I received a PM and was sent a copy to my City E-mail and the City said City business only (they read our E-mails).

When I try to change my E-mail address a pop-up says that the new E-mail address is banned even when I try three different E-mail addresses.

Need help!


----------



## RJJ (May 5, 2010)

Bootleg: Are you saying your email address is banned from this site? Or is it being excluded from work?


----------



## Bootleg (May 5, 2010)

RJJ,

When I try to change my E-mail address on this board  from my work E-mail to another E-mail at home this BB has a pop-up that says my new E-mail Address is banned.


----------



## brudgers (May 5, 2010)

It's not uncommon for free email addresses to be filtered because of a history of spam:  "hotmail" for example.


----------



## Bootleg (May 5, 2010)

brudgers said:
			
		

> It's not uncommon for free email addresses to be filtered because of a history of spam:  "hotmail" for example.


My E-mail is hotmail:

Is there a way to use it?


----------



## jar546 (May 5, 2010)

PM me your email address and I will verify the situation


----------



## FM William Burns (May 5, 2010)

Bootleg,

Send Admin a PM (from home) and he can re-set your account with the new email address you want. If you can't access at work, explain it's a professional code site where you receive free training....we're not like Facebook.......it's a work related media. Our City has similar policies and our IT and Admin doesn't have any issues with getting on this site. Good Luck!

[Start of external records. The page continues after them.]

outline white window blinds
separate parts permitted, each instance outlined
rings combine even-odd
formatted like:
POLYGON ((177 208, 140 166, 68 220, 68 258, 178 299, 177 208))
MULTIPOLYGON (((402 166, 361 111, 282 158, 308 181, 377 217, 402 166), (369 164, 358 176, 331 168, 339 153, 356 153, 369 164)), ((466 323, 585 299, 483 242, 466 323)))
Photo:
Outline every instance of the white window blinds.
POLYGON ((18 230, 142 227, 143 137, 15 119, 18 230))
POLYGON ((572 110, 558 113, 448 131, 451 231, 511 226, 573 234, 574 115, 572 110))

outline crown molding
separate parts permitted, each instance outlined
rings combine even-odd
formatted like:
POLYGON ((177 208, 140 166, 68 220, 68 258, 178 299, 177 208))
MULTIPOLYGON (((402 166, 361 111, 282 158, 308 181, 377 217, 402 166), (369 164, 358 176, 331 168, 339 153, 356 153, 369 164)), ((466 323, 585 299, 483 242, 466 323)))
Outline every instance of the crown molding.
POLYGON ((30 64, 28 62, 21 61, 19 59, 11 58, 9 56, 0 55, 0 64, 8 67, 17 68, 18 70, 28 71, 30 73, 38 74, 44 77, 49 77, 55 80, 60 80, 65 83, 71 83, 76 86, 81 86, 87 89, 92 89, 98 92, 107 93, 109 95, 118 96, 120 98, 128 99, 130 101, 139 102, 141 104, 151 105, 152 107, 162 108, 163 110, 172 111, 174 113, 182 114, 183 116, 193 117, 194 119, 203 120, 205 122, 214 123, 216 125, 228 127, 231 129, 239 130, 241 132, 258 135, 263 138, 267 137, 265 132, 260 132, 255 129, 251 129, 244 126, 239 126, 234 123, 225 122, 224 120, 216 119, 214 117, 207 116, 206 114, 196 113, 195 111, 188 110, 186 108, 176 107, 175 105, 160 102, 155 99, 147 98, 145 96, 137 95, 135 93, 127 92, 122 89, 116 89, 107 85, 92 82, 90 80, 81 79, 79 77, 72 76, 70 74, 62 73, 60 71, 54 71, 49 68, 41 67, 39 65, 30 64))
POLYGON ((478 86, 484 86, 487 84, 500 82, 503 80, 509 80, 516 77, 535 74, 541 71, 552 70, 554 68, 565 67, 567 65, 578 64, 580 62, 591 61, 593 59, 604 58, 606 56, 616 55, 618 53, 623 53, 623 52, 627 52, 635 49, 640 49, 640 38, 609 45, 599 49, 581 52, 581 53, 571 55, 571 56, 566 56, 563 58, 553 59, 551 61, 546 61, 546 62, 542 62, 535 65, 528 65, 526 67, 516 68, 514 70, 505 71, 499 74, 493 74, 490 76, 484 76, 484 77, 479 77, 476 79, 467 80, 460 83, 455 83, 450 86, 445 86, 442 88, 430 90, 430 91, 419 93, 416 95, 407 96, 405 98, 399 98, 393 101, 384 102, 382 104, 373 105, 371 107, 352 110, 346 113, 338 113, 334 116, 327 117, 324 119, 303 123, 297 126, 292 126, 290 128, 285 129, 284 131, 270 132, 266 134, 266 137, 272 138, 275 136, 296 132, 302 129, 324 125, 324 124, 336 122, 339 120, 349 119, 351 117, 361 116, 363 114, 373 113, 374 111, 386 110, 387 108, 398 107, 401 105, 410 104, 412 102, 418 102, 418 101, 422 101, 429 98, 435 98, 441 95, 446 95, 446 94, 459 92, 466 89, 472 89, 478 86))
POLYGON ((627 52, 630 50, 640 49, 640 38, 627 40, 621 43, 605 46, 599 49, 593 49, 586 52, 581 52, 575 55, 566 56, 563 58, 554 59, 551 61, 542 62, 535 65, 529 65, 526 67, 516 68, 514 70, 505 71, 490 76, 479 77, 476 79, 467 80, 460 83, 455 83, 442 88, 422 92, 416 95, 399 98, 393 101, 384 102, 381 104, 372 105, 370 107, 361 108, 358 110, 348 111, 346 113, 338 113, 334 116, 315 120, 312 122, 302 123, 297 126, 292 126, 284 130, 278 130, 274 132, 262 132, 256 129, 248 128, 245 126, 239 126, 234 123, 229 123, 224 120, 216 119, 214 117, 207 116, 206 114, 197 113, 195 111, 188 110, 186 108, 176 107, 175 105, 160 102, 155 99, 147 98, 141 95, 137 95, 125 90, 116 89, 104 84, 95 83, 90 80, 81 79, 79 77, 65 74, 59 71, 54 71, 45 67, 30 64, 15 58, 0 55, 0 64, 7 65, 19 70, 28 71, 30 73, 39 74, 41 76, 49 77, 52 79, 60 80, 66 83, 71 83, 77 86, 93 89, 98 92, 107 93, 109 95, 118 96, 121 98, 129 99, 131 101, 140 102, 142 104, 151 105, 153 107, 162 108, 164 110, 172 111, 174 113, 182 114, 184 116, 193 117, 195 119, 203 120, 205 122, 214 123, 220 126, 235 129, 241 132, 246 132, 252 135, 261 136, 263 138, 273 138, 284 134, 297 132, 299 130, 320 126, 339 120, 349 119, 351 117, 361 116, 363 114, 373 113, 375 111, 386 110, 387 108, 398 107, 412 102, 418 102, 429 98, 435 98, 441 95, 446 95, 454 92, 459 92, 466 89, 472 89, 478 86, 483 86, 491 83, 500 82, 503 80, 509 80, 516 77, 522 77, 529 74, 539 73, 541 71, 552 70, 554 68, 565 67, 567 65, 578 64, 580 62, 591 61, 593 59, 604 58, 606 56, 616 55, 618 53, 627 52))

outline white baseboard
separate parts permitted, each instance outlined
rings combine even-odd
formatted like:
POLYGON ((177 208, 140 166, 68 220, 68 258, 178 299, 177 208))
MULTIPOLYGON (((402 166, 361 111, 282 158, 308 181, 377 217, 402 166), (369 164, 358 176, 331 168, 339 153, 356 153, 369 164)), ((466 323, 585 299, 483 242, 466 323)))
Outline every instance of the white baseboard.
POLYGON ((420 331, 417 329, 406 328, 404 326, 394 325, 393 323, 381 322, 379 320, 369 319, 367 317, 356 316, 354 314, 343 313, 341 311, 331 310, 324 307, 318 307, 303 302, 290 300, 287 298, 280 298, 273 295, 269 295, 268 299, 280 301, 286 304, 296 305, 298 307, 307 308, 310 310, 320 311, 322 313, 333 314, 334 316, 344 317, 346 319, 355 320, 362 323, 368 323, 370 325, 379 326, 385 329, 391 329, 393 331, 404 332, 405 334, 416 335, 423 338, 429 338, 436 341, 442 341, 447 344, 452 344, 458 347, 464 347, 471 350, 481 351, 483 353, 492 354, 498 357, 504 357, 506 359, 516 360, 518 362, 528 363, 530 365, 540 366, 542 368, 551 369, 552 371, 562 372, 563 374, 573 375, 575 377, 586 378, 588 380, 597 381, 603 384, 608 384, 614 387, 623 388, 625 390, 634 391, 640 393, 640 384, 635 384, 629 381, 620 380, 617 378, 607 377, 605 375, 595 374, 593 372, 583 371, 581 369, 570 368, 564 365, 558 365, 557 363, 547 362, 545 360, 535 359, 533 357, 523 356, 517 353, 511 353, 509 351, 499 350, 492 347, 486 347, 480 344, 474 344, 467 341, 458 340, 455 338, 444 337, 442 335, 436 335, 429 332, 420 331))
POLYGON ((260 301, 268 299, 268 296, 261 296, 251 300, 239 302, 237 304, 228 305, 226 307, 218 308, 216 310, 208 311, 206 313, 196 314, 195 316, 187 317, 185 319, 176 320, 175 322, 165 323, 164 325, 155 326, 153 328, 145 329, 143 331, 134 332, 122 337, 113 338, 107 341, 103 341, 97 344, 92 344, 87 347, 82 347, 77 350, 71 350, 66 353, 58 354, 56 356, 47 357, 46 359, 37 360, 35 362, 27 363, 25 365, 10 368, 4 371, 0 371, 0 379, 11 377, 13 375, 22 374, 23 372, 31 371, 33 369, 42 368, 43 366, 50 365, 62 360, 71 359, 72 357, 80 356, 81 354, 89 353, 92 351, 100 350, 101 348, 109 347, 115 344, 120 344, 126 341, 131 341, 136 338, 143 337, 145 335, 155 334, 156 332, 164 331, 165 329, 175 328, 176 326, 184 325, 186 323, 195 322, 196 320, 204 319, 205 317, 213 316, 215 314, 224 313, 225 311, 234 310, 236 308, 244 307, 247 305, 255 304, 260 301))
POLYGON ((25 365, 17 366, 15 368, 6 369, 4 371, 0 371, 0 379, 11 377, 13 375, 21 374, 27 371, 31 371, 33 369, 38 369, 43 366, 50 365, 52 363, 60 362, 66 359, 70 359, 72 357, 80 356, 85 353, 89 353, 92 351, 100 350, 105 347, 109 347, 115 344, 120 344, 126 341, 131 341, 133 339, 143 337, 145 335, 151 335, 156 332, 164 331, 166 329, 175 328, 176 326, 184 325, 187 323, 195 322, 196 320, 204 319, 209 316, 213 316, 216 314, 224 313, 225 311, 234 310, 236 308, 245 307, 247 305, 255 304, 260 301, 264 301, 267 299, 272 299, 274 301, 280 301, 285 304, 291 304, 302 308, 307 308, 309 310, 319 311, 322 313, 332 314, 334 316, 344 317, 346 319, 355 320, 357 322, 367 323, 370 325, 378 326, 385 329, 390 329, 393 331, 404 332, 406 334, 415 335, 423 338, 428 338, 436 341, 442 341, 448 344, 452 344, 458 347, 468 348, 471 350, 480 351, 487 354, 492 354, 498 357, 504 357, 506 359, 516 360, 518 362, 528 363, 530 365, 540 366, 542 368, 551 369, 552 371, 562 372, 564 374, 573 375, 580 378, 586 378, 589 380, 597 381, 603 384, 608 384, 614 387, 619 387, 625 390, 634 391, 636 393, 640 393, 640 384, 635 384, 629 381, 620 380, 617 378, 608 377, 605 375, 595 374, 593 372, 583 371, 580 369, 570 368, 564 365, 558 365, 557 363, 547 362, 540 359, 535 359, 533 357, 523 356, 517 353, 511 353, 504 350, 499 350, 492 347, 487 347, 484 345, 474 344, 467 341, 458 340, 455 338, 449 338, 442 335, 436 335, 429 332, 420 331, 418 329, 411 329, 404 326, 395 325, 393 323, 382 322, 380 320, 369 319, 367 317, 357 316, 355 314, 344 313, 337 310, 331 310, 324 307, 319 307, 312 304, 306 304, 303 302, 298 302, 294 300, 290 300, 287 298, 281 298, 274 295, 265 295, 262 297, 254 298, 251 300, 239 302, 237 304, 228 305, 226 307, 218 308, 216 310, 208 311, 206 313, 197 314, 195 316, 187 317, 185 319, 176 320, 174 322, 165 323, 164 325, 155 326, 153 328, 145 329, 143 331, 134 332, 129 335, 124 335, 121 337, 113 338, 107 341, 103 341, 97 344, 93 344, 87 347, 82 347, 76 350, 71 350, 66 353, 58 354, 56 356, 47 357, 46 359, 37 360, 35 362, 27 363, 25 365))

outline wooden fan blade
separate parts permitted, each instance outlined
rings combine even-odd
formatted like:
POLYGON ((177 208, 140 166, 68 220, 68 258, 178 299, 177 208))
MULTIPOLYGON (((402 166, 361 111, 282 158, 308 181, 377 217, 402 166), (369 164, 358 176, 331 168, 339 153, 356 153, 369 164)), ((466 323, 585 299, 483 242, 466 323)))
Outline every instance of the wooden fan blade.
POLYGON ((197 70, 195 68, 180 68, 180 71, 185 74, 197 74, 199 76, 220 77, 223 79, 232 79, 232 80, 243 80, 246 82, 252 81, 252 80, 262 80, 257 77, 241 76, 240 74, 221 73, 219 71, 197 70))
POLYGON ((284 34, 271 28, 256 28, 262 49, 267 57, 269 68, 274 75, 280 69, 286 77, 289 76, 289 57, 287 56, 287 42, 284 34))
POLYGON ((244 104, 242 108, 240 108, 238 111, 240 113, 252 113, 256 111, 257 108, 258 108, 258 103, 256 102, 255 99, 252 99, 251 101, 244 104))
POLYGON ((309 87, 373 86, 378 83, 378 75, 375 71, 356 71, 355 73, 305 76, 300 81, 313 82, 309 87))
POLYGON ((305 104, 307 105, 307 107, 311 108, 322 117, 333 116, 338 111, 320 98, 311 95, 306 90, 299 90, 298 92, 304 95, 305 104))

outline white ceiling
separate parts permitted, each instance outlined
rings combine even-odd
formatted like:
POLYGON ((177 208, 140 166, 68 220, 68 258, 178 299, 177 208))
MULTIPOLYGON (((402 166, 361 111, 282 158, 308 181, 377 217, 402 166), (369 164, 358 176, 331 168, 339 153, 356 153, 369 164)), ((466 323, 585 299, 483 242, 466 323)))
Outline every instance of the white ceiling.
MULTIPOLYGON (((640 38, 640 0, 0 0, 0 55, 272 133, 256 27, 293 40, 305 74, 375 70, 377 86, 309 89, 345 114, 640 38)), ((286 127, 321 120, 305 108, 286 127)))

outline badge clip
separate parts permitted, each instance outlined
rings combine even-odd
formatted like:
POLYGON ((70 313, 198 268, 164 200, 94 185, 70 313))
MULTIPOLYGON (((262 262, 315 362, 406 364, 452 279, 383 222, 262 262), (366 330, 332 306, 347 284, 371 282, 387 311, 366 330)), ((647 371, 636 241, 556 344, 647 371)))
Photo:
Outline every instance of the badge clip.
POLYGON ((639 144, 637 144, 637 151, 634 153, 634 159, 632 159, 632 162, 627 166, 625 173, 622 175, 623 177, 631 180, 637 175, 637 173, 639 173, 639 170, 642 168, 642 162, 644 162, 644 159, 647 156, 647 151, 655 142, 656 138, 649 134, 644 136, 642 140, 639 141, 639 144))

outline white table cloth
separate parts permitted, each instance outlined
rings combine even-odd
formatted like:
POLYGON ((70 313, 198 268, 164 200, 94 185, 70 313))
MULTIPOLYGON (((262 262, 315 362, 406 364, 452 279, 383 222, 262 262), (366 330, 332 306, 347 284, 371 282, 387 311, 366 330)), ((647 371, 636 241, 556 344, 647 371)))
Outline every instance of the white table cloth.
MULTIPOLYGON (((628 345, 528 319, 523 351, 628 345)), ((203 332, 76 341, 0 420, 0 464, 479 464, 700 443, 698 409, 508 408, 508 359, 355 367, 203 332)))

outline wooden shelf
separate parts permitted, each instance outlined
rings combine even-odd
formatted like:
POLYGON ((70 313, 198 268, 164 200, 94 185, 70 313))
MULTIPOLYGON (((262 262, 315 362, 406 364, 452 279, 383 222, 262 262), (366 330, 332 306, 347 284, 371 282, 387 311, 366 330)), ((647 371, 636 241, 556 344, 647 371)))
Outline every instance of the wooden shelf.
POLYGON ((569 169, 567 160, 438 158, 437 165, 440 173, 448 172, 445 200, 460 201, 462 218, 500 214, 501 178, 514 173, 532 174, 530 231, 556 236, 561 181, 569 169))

Well then...great minds think alike : )


----------



## RJJ (May 5, 2010)

Bootleg: I see to different IP addresses under your post. You may be have an issue with the home unit and I would guess Internet Explore.


----------



## Bootleg (May 6, 2010)

Hello all,

My E-mail has been changed.

Thank you.

FM,

You're right this is the best site for training and works well with my job and schedule!

I just don't think this City is there yet, I'll keep you posted.

Now they can't read my PM's


----------



## Glennman CBO (May 7, 2010)

Bootleg,

I sent the PM. Is it fixed now? I'll send it again on Monday.

Have a good weekend.


----------